Install extra packages

To run the NMRNet tool, you need to install extra packages besides ai2-kit since the extra dependencies are too large to be included. You can install the extra packages by running the following command:

# Install rdkit
pip install rdkit


# Install pytorch
# You can find your CUDA version from
# https://pytorch.org/get-started/previous-versions/

pip install torch==2.1.2 torchvision==0.16.2 torchaudio==2.1.2 --index-url https://download.pytorch.org/whl/cu118

# Install unicore
# You should download the version that matches your CUDA and Python from:
# https://github.com/dptech-corp/Uni-Core/releases

wget https://github.com/dptech-corp/Uni-Core/releases/download/0.0.3/unicore-0.0.1+cu118torch2.0.0-cp39-cp39-linux_x86_64.whl
pip install unicore-0.0.1+cu118torch2.0.0-cp39-cp39-linux_x86_64.whl

# Downgrade numpy to 1.x to workaround the compatibility issue of uni-core 
pip install numpy==1.24.3

Get started

You can find the parameters of the predict command by running the following command:

ai2-kit feat nmrnet predict --help

To run the tool, you need to prepare extra files for the following parameters:

  • model_path: NMRNet model file.
  • dict_path: NMRNet dictionary file.
  • scaler_path: Scaler file, for example target_scaler.ss.

An example of running the tool is as follows:

ai2-kit feat nmrnet predict \
    --model_path ./weight/cv_seed_42_fold_0/checkpoint_best.pt \
    --dict_path  ./weight/oc_limit_dict.txt \
    --scaler_path ./weight/target_scaler.ss \
    --nmr_type solid --selected_atom H \
    --data_file tmp/nmr-demo.xyz

The above command will predict the NMR of the 'selected_atom' atom in the 'data_file' file.

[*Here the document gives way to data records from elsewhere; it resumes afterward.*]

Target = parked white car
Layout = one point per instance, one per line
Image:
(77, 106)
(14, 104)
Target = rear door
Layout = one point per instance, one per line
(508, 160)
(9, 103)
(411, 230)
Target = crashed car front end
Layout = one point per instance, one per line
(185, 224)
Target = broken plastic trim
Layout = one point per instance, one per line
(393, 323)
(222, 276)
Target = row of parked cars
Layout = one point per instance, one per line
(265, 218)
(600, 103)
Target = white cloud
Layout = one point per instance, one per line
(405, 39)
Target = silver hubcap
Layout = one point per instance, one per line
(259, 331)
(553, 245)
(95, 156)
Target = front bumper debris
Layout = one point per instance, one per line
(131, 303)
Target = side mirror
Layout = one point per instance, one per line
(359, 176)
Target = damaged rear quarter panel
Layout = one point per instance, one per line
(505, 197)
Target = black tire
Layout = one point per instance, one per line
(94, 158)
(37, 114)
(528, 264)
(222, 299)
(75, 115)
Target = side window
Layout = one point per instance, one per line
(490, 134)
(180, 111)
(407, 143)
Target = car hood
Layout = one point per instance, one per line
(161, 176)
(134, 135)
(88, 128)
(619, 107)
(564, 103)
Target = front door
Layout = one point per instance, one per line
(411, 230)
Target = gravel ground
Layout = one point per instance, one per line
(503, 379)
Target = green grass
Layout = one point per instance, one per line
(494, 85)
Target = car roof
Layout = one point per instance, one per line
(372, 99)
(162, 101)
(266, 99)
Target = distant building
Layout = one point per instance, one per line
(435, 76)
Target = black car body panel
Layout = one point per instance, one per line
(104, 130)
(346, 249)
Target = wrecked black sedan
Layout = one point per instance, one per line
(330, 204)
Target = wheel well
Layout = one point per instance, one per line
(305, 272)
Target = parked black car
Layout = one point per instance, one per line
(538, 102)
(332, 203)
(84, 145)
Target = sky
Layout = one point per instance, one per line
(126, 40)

The prediction result will be printed to stdout, and the chemical shifts will be displayed in the same order as the corresponding atoms in the xyz file. And then you can follow it with a demo result like this:

[25.572277 29.441292 29.615028 29.896814 29.590061 30.400713 29.576017
 15.920061 29.084885 29.069242 28.565197 28.77764  28.510954 28.849863
 14.738946 24.312784]

Citation

  1. Xu F, Guo W, Wang F, et al. Towards a Unified Benchmark and Framework for Deep Learning-Based Prediction of Nuclear Magnetic Resonance Chemical Shifts[J]. arXiv preprint arXiv:2408.15681, 2024.

Note: Our work has recently been accepted by Nature Computational Science, and we will update the reference once it is published.